Investor purchases were up 27 percent year-over-year in the second quarter, the highest in the U.S. (tied with San Jose, California), Redfin said. Redfin defines an investor purchase as one made by a company.
A Lied Center for Real Estate at UNLV study from last year found corporate investors own approximately 14 percent of all residential single-family housing stock in the valley, and 25 percent of North Las Vegas specifically.
Redfin Economics Research lead Chen Zhao said there are a number of things that could be making Las Vegas Valley residential real estate attractive to investors.
“Investors could be attracted to Las Vegas because rents there are increasing more than the national median,” she said in a statement. “In addition, Las Vegas is a tourist destination, so short-term rentals are another reason for investors to want to buy there.”
Las Vegas also hit the top five for cities that had the highest share of investors buying homes (22.3 percent) at the end of the second quarter of 2024 behind Miami which led the country with 28.5 percent, according to Redfin. Las Vegas (4.2 percent) beat Los Angeles (3.3 percent) to lead the country in terms of year-over-year increase of investor purchases.
This is part of a larger trend as investors nationwide posted the biggest increase in two years, snatching up $43 billion worth of homes in the second quarter of this year, a 13.7 percent increase from this time last year, according to Redfin.
Redfin senior economist Sheharyar Bokhari said as home prices rise in Las Vegas and across the country and mortgage rates remain elevated, more people are forced to rent as they are unable to buy. Redfin has the average home in the valley priced at $450,000, a 7.5 percent increase from this time last year. Mortgage rates, including fees, are still around 7 percent.
Rental rates increasing slowly
Rental rates in Las Vegas have slowed, but are still rising across the city even though most U.S. cities are now seeing a drop in rental prices, according to Redfin.

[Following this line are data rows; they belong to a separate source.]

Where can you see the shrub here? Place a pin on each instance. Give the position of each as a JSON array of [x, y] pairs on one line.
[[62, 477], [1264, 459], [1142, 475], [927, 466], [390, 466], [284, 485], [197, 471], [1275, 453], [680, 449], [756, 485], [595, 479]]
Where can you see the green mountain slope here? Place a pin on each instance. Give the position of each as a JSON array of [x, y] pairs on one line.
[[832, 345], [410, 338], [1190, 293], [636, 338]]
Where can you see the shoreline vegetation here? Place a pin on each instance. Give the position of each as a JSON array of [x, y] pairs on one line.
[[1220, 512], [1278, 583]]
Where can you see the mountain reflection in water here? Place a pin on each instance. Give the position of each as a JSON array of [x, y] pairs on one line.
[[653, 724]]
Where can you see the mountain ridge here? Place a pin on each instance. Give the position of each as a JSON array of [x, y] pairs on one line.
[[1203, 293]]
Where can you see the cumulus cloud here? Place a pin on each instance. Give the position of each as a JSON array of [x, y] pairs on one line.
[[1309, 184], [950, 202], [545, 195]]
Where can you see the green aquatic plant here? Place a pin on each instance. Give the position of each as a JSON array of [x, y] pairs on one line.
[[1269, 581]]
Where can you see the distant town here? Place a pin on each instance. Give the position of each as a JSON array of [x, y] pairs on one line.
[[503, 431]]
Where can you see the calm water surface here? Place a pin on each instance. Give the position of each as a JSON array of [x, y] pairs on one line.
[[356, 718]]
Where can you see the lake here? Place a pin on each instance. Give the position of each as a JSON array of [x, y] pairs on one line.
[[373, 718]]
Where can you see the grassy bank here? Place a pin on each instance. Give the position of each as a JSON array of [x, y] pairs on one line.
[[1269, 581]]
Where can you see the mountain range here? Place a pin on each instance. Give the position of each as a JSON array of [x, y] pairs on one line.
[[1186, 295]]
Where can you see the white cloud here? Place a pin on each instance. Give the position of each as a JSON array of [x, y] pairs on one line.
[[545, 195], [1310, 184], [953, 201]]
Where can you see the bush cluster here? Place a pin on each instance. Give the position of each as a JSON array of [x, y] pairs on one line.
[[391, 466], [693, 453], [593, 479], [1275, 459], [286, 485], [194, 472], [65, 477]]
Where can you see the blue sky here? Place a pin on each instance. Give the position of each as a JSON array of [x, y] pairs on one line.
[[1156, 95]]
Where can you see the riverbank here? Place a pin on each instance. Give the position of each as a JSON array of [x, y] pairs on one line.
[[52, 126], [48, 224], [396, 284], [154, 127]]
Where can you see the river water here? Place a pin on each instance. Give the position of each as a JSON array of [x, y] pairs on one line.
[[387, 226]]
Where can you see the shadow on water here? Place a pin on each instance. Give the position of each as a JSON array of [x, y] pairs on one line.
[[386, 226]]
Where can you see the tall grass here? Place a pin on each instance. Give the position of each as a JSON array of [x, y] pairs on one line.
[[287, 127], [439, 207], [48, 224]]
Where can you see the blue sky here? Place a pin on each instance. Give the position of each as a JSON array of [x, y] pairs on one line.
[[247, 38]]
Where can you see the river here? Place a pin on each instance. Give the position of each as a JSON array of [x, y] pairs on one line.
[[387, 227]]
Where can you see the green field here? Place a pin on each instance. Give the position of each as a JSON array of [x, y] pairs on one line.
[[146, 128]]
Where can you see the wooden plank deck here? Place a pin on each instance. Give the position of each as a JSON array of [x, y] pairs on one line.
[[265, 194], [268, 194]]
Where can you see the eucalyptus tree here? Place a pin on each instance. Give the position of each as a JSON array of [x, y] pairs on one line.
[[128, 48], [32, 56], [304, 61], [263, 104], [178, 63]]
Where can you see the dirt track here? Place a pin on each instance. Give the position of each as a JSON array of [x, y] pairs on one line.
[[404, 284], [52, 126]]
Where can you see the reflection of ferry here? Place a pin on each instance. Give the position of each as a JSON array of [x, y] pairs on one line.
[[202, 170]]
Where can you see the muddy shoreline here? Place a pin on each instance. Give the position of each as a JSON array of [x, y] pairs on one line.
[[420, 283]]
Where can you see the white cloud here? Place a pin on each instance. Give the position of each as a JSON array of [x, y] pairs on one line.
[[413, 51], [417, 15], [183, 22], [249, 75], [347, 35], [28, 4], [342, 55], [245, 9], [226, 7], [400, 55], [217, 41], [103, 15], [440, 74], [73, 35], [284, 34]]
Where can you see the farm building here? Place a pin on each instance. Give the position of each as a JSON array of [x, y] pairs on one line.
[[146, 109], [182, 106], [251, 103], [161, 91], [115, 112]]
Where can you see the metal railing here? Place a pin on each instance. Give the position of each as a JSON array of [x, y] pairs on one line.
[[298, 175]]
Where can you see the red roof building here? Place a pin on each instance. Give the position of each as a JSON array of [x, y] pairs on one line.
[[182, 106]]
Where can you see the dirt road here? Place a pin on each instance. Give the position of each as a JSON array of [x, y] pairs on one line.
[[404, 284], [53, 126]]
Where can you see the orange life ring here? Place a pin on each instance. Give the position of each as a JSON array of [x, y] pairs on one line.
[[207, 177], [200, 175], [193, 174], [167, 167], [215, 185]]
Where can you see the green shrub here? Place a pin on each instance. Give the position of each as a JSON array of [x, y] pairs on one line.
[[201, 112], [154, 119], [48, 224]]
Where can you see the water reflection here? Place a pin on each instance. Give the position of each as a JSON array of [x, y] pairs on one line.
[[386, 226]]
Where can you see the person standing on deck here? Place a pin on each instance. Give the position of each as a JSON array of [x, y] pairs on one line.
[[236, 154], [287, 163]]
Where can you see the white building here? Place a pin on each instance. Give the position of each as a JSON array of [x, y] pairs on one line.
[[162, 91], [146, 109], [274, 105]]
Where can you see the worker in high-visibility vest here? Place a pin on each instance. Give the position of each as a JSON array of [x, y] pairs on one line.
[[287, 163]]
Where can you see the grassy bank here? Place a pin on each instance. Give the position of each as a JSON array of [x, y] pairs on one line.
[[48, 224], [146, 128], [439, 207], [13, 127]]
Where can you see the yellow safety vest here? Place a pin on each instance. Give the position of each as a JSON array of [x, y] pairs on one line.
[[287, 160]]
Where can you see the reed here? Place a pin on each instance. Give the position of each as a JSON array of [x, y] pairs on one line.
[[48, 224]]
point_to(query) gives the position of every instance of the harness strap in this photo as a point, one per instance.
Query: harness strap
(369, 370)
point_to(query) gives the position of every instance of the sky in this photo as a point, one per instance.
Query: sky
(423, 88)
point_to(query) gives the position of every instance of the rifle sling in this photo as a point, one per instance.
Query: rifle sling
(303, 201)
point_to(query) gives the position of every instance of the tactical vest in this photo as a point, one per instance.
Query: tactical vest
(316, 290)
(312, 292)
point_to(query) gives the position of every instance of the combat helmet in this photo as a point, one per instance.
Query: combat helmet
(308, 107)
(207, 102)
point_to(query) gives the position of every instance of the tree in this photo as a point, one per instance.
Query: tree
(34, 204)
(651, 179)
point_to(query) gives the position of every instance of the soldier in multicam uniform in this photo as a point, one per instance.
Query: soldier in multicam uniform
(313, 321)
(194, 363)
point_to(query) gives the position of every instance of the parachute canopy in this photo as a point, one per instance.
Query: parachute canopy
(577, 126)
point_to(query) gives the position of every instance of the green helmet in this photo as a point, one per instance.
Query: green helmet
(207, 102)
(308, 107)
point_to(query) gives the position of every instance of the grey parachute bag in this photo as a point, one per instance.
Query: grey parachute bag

“One reason real estate investors are coming out of hibernation is to take advantage of robust demand from renters,” Bokhari said in a statement. “Elevated home prices and mortgage rates have pushed homeownership out of reach for a lot of Americans, which is fueling demand for rentals. Investors, many of whom can afford to pay in cash to avoid the sting of high mortgage rates, are cashing in on that demand.”
Las Vegas finds itself in the middle of a housing crisis as the median sale price for a single-family home is nearing a record high again, and condos and townhomes have already broken previous sale price records. Real estate stakeholders who spoke to the Las Vegas Review-Journal said federal control of most of the land in the valley is severely hampering developing and driving up costs on both the residential and commercial side.